I can’t accept that. We might as well die then.

a response to which i am pretty much dumbfounded. in a sense it forms another experience to support my point that every time i think i have something understood i’m brought to a place where new information causes me to have to rethink my theology and worldview. this is one of those questions i don’t know how to answer. i don’t want to have a gospel of “suffering” – nor for that matter one of “prosperity”, “easy answers”, “power”, or any other single aspect of our life and faith.

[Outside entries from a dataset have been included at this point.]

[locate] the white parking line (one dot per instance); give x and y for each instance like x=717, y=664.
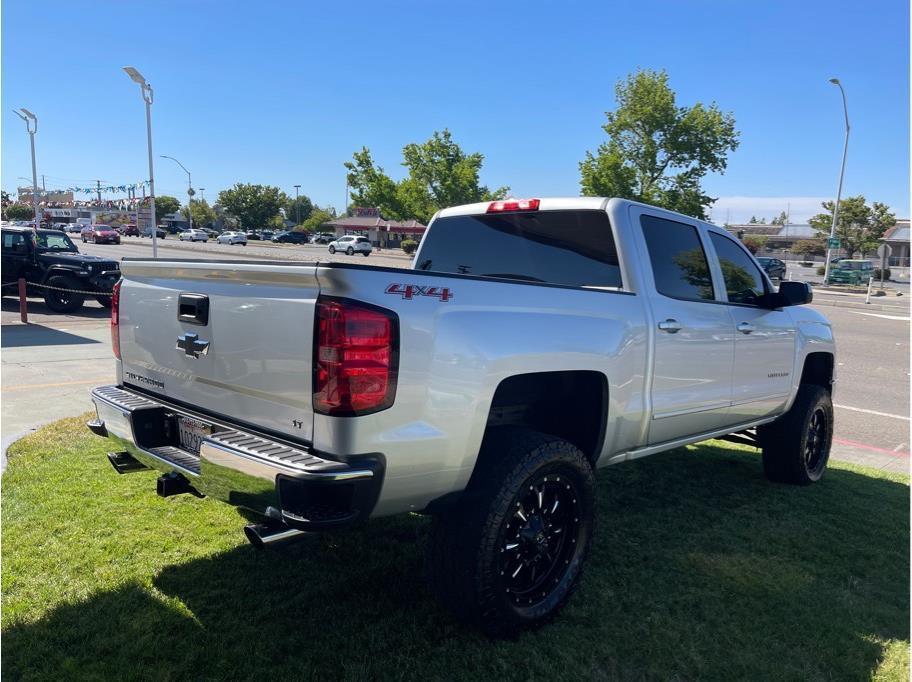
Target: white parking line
x=874, y=412
x=885, y=317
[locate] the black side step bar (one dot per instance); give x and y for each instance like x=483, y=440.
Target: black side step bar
x=125, y=463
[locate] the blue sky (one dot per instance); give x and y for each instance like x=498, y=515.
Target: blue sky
x=283, y=93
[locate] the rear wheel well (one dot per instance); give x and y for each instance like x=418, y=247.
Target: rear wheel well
x=570, y=404
x=818, y=370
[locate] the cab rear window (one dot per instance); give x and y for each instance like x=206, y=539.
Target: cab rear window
x=573, y=248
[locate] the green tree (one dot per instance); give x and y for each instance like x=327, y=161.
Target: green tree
x=203, y=215
x=253, y=205
x=860, y=226
x=299, y=210
x=657, y=151
x=19, y=212
x=165, y=205
x=755, y=242
x=316, y=220
x=440, y=174
x=809, y=247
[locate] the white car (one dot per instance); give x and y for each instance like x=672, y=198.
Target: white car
x=351, y=244
x=232, y=238
x=194, y=236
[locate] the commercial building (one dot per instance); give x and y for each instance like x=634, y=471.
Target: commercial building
x=381, y=232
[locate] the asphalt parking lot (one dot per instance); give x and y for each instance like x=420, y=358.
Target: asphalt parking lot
x=171, y=247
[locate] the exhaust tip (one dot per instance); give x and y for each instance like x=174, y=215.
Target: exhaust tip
x=261, y=535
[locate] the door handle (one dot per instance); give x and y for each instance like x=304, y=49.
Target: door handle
x=670, y=326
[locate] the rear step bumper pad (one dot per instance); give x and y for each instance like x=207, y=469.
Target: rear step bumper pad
x=245, y=469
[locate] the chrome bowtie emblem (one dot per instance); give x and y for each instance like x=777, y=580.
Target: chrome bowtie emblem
x=192, y=345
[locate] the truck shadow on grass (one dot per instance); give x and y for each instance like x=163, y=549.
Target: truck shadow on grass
x=701, y=569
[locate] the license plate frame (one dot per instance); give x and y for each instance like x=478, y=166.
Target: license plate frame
x=191, y=432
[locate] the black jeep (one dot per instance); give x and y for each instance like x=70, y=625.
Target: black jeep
x=50, y=258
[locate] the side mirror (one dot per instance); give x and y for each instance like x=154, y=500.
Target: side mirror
x=793, y=293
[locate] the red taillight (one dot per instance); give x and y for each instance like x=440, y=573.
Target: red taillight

of course the sunday school (or bible study!) platitude might be to say i want a gospel of jesus christ, but even to say that is burdened with imagery and associations that are inherently flawed. so am i becoming completely postmodernist, tearing apart my beliefs until i have nothing left and trying to reconstruct reality as a discursive framework?

i hope not.

still, what assurance do i have and where do i get it from? why don’t i just give up? is it all just a fool’s hope, a child’s self-centered expectation of safety?

30 October 2005

i wonder is doubt the way of faith, sometimes

i’m confused. i look at the world around me and feel like i have seen and know more but i understand less. i look back at the world i used to inhabit and how it at least seemed to be a world i could comprehend, a world with terms that i knew and could rely upon. but now i wake up again and realize that perhaps my understanding was simply falsehood, indeed perhaps i have never known anything and that is the only thing i have been learning.

i have always suspected i am underqualified for this task, the job of simply being. i take it as cold comfort that literally billions have been faced with a similar responsibility and all have acheived it to some level or another. still, i look at the world and wonder if it is simply madness to try to engage with it. wouldn’t i just be happier watching my tv shows and buying my video games and drinking my beer and not wondering what is going on. why are the people around me who they are and why do i even do the things i do, believe the things i believe? am i an unreasonable person trying to make sense of a world of nonsense, or the opposite?

i am overwhelmed by the world. a man has thirty thousand days in his life, give or take a few thousand. as i complete my 9,591st day i cannot help but wonder, what does tomorrow hold – will i make of it something useful or will i squander it? all i know is that i will wake up and each of my actions throughout the day will determine that.

do not worry about tomorrow; tomorrow will take care of itself. sufficient for a day is it’s own evil. – matthew 6:34

12 September 2005

i don’t really care if they label me a jesus freak

pat robertson.

perhaps you’ve heard of him?

inspired by torch, the folks at open conversation, and even bizket, i’ve given some thought to what it means for us to be Christians.

it seems like a common response to the blathering of folks like robertson, fred phelps, and their ilk is to attempt to disassociate ourselves. we don’t want people to meet us and categorize us with them, to assume that the Christians they have seen in the media are synonymous with us. ultimately, the difficulty of defending ourselves becomes too much. we drop the moniker altogether. it is after all just a label, a word – and we are to be known not by what we call ourselves but by our love for one another.

i don’t think it is that simple.

i think stepping away from the issue is an easy escape, a cop-out. much harder is it to live a life trying to love radically, to see Jesus’ story writ on the world so large that the imitators are seen as precisely that. what i don’t think we can do is walk away from the name of ‘Christ’ in our lives and allow our culture to take it over and diminish it. God granted his name to his people in the old testament, and the tetragrammaton was considered so holy as to be unspeakable, unchangeable. his character must be made visible, not hidden behind clever wordplay and our own fear of being labeled and misunderstood.